Longtime Scamicide readers will remember that I have written many times about a wide variety of investment scams. There are many different investment scams, but generally, people often become victims of investment scams when they invest in things that they don’t understand (a common thread with victims of Bernie Madoff), fall victim to affinity fraud by investing with someone merely because they share a similar background, invest with someone who is both the broker and the custodian of the asset which enables the scammer to be able to control the investments and the records of the deposits or fail to investigate the investment advisor before investing. Today’s Scam of the day, however, deals with a convicted investment scammer Michael Barry Carter whose crimes were perpetrated on victims who shared none of those characteristics.
Carter had been an employee of the large and legitimate brokerage company Morgan Stanley in Virginia. While working for Morgan Stanley, he stole at least five million dollars from his clients’ accounts through unauthorized transactions which he accomplished through forged bank authorization forms. Carter used the stolen money to pay for his lavish lifestyle. It wasn’t until one of his victims went to get a loan that the client became aware that an $800,000 loan had already been obtained in the victim’s name and the proceeds of the loan were able to be traced to Carter’s personal accounts. At that point, after further examination, the total extent of Carter’s criminal activities became known. Carter has pleaded guilty and will be sentenced on November 9th.

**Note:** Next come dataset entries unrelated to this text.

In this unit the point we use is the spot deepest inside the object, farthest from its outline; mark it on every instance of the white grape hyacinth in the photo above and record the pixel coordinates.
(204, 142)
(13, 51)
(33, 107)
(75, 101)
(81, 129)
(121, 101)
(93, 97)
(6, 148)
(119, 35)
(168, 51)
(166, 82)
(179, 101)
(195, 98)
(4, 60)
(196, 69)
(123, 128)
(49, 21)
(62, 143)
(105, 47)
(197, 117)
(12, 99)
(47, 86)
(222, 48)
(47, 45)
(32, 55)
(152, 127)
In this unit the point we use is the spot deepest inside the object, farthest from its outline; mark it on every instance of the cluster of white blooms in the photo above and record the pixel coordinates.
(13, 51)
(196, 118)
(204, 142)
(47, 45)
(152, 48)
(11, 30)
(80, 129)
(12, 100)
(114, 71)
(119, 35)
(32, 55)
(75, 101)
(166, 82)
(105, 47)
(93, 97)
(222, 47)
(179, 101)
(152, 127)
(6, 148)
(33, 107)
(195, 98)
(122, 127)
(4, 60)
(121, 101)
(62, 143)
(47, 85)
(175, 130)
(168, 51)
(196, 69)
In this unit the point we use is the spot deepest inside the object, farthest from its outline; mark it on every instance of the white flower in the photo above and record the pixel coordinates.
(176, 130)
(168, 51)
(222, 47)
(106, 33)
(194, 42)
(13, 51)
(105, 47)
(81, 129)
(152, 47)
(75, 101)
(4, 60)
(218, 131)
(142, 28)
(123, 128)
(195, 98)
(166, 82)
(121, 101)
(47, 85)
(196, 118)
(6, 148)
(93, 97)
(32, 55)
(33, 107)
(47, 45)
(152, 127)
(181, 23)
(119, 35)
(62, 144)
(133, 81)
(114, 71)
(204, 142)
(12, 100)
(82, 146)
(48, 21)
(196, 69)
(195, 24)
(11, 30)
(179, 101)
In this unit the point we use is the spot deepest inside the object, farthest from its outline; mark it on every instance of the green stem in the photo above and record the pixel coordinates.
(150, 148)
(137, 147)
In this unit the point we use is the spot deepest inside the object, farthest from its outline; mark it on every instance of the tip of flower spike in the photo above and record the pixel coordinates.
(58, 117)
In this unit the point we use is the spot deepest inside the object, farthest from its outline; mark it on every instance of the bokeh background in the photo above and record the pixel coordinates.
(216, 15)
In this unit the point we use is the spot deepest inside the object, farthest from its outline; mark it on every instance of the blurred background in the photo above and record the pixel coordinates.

Before investing with anyone, you should investigate the person offering to sell you the investment with the Securities and Exchange Commission’s Central Registration Depository. This will tell you if the broker is licensed and if there have been disciplinary procedures against him or her. You can also check with your own state’s securities regulation office for similar information. Many investment advisers will not be required to register with the SEC, but are required to register with your individual state’s securities regulators. You can find your state’s agency by going to the website of the North American Securities Administrators Association. https://www.nasaa.org/investor-education/how-to-check-your-broker-or-investment-adviser/ Many investment advisers will not be required to register with the SEC, but are required to register with your individual state securities regulators. You should also check with the Financial Industry Regulatory Authority (FINRA) for information about the particular investment adviser. https://www.finra.org/investors/protect-your-money/ask-and-check
It is also important to remember that you should never invest in something that you do not completely understand. This was a mistake that many of Bernie Madoff’s victims made.You also may want to check out the SEC’s investor education website at www.investor.gov. Scammers can be very convincing and it may sound like there is a great opportunity for someone to make some money, but you must be careful that the person making money is not the scam artist taking yours. Additionally, investing with someone merely because you trust them because you have heard them on the radio or television is dangerous. Having the same person advise the investment and control the investment is a common thread among Ponzi schemers because it enables them to falsify documents to make the investment look profitable. Generally, for additional security it is desirable to have a separate broker-dealer act as custodian for investments chosen by an investment adviser.
The lesson for investors to protect themselves from scammers such as Michael Barry Carter is to carefully review all of your financial records regularly and to monitor your credit reports regularly as well. In addition, it is always a good idea to freeze your credit at the three major credit reporting agencies. If the victims of Carter had frozen their credit, he would not have been able to get a loan in their names and if they had been monitoring their credit reports they would have discovered his crimes earlier.